D'un bond, Isidore se leva, mettant fin à la litanie du faë, comme si l'entendre lui était soudain devenu insupportable. Oscar le regarda s'éloigner, sans comprendre. Le prince se mit à tourner autour de lui, à la recherche de fleurs imaginaires. Pourquoi réagissait-il ainsi à l'évocation de ses portraits ? Il semblait pourtant aimer peindre. Ce matin encore, il lui parlait de ses dessins avec exaltation. Son attitude n'était pas sans lui rappeler celle qu'il avait eu quand Fanélia était venu le trouver, lorsqu'il avait subitement détruit son croquis. Qu'est-ce que ses portraits avaient de si particulier pour le mettre dans cet état ?
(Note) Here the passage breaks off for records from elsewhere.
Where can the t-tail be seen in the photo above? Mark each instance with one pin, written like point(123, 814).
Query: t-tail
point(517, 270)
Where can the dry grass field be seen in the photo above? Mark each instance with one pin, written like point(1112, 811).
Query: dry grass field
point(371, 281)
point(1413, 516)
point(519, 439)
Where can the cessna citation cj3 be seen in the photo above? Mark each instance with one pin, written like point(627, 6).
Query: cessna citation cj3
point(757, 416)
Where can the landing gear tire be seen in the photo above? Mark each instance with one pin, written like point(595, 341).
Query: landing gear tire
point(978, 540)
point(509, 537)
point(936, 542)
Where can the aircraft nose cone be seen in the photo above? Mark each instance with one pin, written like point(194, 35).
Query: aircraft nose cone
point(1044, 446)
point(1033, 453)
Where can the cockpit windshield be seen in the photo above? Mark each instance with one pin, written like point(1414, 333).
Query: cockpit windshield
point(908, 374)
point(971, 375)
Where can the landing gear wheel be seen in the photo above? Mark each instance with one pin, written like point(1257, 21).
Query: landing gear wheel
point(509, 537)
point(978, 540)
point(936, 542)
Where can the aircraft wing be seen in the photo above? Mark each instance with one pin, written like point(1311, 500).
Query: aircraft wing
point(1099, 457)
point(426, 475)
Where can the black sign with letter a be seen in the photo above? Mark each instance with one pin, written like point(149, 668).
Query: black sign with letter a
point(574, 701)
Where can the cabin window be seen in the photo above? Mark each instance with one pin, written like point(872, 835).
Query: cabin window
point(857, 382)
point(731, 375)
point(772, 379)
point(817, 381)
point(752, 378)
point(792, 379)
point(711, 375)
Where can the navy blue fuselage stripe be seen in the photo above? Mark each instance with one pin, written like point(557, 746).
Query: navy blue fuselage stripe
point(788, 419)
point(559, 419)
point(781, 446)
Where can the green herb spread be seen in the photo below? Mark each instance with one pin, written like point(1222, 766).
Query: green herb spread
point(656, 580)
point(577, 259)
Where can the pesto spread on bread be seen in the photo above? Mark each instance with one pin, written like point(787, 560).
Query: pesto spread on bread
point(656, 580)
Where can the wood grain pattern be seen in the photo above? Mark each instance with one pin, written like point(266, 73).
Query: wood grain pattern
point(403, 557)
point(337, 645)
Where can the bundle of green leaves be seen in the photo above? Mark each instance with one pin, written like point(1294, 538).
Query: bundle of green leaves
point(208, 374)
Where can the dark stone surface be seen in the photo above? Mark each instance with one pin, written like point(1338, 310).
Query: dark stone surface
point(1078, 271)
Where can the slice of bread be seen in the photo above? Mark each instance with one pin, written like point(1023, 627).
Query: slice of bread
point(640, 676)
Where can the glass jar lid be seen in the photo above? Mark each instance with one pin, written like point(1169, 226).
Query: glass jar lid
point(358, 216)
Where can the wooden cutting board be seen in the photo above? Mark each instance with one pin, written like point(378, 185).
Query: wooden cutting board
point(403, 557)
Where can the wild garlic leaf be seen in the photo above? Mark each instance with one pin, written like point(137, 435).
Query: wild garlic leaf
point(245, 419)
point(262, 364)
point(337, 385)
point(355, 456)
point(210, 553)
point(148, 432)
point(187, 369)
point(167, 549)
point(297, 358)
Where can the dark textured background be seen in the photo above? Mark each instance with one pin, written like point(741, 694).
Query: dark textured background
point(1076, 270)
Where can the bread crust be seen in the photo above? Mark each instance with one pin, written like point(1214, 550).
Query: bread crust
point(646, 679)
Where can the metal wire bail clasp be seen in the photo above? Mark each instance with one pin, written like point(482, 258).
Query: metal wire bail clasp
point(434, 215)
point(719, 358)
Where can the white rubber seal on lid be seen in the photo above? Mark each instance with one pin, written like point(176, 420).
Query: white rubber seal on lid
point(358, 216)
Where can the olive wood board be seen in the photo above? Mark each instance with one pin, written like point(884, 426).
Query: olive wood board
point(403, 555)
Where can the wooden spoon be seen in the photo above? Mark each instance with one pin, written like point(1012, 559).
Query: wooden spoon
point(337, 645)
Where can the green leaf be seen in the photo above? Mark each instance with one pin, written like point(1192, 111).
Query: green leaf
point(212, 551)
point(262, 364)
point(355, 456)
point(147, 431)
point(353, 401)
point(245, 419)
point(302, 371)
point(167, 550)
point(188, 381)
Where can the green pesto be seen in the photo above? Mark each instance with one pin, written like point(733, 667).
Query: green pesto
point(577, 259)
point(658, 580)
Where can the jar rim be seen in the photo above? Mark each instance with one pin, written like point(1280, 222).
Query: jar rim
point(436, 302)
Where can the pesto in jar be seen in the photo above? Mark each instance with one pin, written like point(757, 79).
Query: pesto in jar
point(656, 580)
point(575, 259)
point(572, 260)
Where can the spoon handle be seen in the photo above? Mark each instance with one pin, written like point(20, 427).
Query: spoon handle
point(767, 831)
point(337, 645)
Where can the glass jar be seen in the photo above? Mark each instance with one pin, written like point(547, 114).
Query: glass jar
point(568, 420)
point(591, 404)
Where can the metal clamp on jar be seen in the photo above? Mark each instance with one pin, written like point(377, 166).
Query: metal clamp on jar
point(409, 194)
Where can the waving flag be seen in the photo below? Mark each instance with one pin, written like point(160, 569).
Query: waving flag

Isidore s'agenouilla sur le sol, sa main au-dessus de l'herbe fraîche. Ses doigts caressèrent les tiges, jusqu'à ce que des centaines de minuscules petites fleurs, d'un blanc nacré, apparaissent à la surface. Occupé à observer cet étrange comportement, Oscar ne sentit pas la cigale se rapprocher. Il sursauta en sentant la pointe d'une lame se poser contre ses côtes et étouffa un cri. La faë était proche, si près qu'il pouvait sentir son souffle dans sa nuque.

— Nous savons qui tu es, chuchota-t-elle à son oreille.

Son sang se glaça, il sentit son cœur accélérer, son estomac se nouer. Qui était-il ? Lui-même aurait aimé le savoir.

— Tu vas nous suivre bien gentiment au palais, poursuivit la cigale. Valère et Arzel seront ravis de te récupérer et d'achever ce qu'ils ont commencé.

Isidore se redressa, un bouquet de fleurs de lune dans les mains. Ses yeux glissèrent vers la lame que tenait la faë. Ses yeux se mirent à briller d'une lueur dorée.

— OSCAR ! FERME LES YEUX ! s'écria-t-il.

Le jeune homme sentit la lame du couteau. Il eut juste le réflexe de s'écarter avant qu'elle ne s'enfonce dans sa chaire et de fermer les yeux, au moment où une poudre blanche recouvrit la clairière, étouffant la lumière des lucioles et le chant des grillons. Sa dernière image fut celle d'Isidore qui, les mains fermées autour d'un bouquet de fleurs blanches écrasées, soufflait des restes de pétales sur les faës. Ces derniers poussèrent des cris, avant de tomber sur le sol, aveuglés.

Oscar se jeta à terre, les mains sur la tête. Il resta étendu ainsi, jusqu'à ce que des mains agrippent ses épaules.

— Il faut partir, entendit-il. Maintenant.

À tâtons, il rechercha la main du faë, espérant de tout cœur qu'il s'agisse d'Isidore. Quand ses doigts se refermèrent sur celui-ci, il poussa sur ses genoux, se remit debout et le suivit, courant à en perdre haleine en direction d'un chemin obscur et orangé, ouvert par la poudre des fleurs de lune à travers la forêt.